🤖 AI Summary
This work addresses the challenge of modeling and naturally expressing implicit chains of thought in full-duplex dialogue by proposing a Graph-of-Thought (GoT) architecture. The approach employs a multi-level perceptual framework to capture the causal and temporal dependencies from communicative intent to verbal behavior, integrating a hierarchical annotation scheme, graph-structured reasoning, and a Transformer backbone to enable streaming dynamic inference on high-quality, human-annotated, controllable dialogue corpora. The study introduces the first foundational model tailored for full-duplex dialogue behavior modeling, demonstrating robust behavior detection and interpretable chain-of-thought generation on both synthetic and real-world data, thereby establishing a new benchmark for dialogue reasoning.
📝 Abstract
Human conversation is organized by an implicit chain of thoughts that manifests as timed speech acts. Capturing this perceptual pathway is key to building natural full-duplex interactive systems. We introduce a framework that models this process as multi-level perception, and then reasons over conversational behaviors via a Graph-of-Thoughts (GoT). Our approach formalizes the intent-to-action pathway with a hierarchical labeling scheme, predicting high-level communicative intents and low-level speech acts to learn their causal and temporal dependencies.
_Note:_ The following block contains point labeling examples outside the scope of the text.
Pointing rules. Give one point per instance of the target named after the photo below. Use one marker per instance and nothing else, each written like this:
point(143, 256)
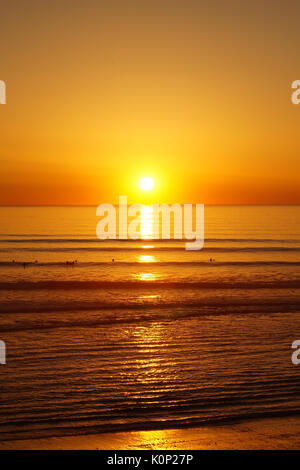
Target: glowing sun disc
point(146, 183)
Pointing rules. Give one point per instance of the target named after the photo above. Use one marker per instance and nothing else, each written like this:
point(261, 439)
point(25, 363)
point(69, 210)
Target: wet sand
point(275, 433)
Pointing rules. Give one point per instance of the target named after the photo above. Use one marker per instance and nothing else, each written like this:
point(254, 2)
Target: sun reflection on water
point(146, 259)
point(147, 222)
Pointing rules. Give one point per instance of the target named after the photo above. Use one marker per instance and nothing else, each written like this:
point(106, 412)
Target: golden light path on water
point(147, 223)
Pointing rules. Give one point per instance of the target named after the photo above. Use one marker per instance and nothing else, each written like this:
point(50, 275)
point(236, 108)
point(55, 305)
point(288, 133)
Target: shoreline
point(258, 434)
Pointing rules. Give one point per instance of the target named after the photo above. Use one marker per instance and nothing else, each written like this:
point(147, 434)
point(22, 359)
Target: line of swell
point(101, 248)
point(54, 239)
point(28, 285)
point(154, 263)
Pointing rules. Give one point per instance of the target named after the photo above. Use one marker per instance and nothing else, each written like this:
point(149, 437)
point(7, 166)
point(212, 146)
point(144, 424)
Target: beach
point(267, 434)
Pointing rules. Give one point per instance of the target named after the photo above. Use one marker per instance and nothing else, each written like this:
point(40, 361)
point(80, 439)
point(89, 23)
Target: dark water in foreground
point(162, 337)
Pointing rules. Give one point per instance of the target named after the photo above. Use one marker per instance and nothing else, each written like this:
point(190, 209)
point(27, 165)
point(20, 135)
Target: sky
point(194, 94)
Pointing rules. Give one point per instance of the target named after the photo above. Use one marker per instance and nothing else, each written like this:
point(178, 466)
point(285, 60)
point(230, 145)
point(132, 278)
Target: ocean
point(135, 335)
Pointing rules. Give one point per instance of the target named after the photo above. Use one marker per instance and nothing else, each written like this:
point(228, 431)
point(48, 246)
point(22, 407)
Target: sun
point(146, 183)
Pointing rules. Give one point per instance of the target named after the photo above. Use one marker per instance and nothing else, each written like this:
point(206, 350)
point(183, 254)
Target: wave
point(135, 284)
point(92, 424)
point(103, 248)
point(91, 264)
point(87, 239)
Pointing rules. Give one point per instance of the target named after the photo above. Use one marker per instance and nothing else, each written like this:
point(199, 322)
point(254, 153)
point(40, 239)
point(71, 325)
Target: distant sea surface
point(122, 335)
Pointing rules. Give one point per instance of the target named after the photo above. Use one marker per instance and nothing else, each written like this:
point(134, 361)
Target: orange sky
point(195, 94)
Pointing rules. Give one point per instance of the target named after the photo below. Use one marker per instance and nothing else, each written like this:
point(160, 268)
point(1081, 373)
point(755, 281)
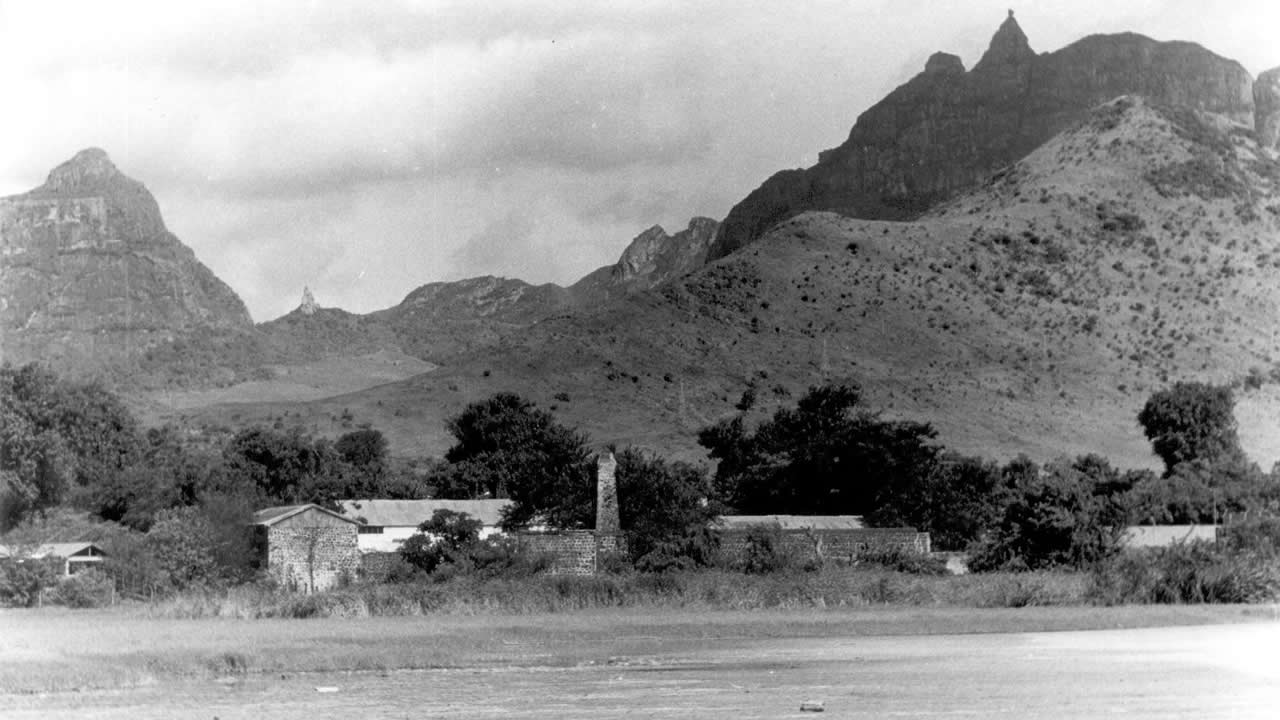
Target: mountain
point(652, 259)
point(946, 130)
point(1266, 100)
point(1032, 314)
point(439, 320)
point(94, 283)
point(90, 274)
To train this system, we develop a high quality corpus that pairs controllable, event-rich dialogue data with human-annotated labels. The GoT framework structures streaming predictions as an evolving graph, enabling a transformer to forecast the next speech act, generate concise justifications for its decisions, and dynamically refine its reasoning. Experiments on both synthetic and real duplex dialogues show that the framework delivers robust behavior detection, produces interpretable reasoning chains, and establishes a foundation for benchmarking conversational reasoning in full duplex spoken dialogue systems.